電力市場の自由化は三つの段階で進められることになっています。まず第一段階が2015年に行なわれる「広域系統運用機関の設置」、2016年には「電気小売業の全面自由化」、2018年からは「発送電分離、小売り料金の自由化」です。
三段階で電力改革
第一段階の 広域系統運用機関の設置とは、地域をまたいだ電力の供給能力を整備することで、特定の地域で電力が不足した場合に全国から融通することができるようにするものです。
しかし注目されるのは第二段階の小売業の参入自由化です。現在すでに小売り市場に参入するため、事業者として登録する企業が急増しており、はやくも民間企業にようる競争が行なわれる傾向が見られます。
現在は地域ごとに設立された電力会社によって、電力は独占的に供給される仕組みになっています。そして電気料金は電力会社がかかったコストをそのまま積み上げる方式(総括原価方式)によって決めているため、電気料金は高止まりしています。競争相手がいないため、独占的に価格が決められ消費者はそれに従うしかない、という状況なのです。電力小売りが自由化されれば、電力市場でも市場原理によって競争的に価格が決められるようになり、電気料金は現在より下がることが期待されています。利用者は自分好みの電力会社から、自分好みのプランを選択することができます。
第三段階の「発送電分離」とはどういうことでしょうか。電力を利用するには、利用者のもとへと電力を届ける発電設備と送配電設備が不可欠です。この設備は巨大なものになるため、新たに民間企業がつくることは困難です。そのため現在電力会社が保有している送配電の設備を発電設備と分離させることで、民間の事業者が送配電設備を利用できるようにすることが発送電分離です。電力市場の自由化は、この発送電分離を一つのゴールに設定しています。
自由化の問題点
しかし電力市場の自由化もいいことづくめ、というわけではありません。特に問題は、自由化しても電力が値上がりする場合があり得る、という点です。第三段階の発送電分離において、電力会社は送配電設備を運営する会社を分社化する予定ですが、これでは完全な自由化にはなりません。完全に別会社にしなければ、送配電設備が民間事業者に平等に解放されない可能性があるとも言われます。送配電設備が解放されなければ、せっかく民間事業者が効率的に発電することができても、それを利用者のもとへ運ぶことができません。

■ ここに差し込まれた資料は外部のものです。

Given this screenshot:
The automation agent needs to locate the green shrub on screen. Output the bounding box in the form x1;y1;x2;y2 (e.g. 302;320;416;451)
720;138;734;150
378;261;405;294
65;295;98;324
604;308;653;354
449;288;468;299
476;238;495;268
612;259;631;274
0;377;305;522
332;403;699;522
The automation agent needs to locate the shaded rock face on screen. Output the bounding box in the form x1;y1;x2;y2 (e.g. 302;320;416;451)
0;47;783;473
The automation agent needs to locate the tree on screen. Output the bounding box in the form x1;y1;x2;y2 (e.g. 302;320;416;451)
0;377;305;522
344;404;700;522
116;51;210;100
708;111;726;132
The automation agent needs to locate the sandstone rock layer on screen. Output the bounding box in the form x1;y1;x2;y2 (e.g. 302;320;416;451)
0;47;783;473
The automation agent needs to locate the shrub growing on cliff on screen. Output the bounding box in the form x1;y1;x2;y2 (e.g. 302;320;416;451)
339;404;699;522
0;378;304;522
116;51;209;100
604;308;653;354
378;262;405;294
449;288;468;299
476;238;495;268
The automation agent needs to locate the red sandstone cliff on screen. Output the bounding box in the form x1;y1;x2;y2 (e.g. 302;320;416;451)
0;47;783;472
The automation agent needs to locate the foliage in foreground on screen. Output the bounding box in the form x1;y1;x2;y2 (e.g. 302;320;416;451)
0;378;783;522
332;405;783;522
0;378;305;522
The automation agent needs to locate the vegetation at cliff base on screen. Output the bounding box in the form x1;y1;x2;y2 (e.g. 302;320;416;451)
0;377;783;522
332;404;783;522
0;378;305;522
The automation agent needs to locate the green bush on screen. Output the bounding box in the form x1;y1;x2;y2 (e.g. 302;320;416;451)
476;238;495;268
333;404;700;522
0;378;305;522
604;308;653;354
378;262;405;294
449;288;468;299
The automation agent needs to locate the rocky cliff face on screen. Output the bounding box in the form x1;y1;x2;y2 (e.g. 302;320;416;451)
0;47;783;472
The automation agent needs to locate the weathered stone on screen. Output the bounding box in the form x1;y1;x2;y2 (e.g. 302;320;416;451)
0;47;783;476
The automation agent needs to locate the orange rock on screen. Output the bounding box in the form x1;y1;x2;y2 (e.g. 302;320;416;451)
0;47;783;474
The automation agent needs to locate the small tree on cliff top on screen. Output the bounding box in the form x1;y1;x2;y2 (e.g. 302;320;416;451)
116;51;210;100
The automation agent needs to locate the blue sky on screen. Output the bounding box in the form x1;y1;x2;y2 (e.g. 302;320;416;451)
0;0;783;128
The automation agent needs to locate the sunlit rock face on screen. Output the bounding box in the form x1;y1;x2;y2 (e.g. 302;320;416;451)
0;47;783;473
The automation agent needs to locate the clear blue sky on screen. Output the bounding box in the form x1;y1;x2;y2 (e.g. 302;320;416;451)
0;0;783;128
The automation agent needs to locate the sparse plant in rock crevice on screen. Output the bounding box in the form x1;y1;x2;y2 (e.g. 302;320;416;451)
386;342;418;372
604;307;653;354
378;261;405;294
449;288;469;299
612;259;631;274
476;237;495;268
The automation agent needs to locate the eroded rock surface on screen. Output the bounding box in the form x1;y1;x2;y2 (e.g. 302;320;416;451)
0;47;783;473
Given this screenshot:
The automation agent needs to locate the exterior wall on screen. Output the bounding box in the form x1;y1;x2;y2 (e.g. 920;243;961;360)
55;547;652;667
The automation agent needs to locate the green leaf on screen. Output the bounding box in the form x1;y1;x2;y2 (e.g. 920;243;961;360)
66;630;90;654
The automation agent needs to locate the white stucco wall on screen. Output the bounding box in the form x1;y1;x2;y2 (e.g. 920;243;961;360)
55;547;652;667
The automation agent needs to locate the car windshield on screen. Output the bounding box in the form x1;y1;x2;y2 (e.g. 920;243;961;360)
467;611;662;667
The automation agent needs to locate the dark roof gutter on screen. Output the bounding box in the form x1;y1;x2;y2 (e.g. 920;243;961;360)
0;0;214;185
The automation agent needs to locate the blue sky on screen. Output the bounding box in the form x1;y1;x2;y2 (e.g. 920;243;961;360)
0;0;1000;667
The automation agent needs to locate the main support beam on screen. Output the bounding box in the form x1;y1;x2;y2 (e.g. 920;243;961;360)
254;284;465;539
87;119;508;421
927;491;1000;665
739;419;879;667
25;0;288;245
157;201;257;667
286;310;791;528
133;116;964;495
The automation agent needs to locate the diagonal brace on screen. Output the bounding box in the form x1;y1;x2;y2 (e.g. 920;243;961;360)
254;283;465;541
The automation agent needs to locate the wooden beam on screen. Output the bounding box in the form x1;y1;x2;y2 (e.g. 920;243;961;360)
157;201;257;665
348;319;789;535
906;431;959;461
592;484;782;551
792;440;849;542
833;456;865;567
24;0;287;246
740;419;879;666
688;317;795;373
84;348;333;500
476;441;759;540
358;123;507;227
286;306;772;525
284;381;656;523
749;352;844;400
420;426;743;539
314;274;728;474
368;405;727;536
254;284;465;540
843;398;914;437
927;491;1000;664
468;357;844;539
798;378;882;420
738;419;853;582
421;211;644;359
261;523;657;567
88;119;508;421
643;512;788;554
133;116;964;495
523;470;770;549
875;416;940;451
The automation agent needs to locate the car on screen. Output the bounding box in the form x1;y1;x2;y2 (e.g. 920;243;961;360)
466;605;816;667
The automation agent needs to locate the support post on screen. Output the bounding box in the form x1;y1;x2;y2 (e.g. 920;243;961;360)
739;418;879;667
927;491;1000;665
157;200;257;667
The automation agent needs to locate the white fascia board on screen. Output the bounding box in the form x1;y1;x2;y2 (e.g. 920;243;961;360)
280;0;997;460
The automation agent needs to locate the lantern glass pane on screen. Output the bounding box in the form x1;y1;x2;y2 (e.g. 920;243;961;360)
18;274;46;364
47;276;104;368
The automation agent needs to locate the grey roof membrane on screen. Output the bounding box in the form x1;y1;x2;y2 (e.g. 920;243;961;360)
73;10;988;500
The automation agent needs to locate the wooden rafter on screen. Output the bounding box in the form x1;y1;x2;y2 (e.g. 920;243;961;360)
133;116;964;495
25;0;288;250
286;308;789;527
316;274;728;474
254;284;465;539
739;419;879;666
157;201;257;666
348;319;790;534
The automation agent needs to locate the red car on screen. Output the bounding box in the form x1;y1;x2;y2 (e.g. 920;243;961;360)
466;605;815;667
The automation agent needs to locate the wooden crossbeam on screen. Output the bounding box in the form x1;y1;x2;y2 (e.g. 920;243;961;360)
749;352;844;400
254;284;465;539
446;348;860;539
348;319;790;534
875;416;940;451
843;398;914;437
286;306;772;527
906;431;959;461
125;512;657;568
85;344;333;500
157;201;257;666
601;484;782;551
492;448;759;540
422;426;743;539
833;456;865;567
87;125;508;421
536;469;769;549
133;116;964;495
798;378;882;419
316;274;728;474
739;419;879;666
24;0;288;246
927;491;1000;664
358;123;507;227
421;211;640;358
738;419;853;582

また電力会社が利益を求めて効率を重視することで、設備の老朽化などを招いて電力供給が不安定化するのではないか、という意見もあります。実際に電力供給という分野は、国を支える重大なインフラであるため、効率の重視よりも安定的な供給を重視しなければなりません。自由化と共に政府が民間の事業者をどのようにサポートし、電力供給を安定化させていくかということがこれからの課題となっていくでしょう。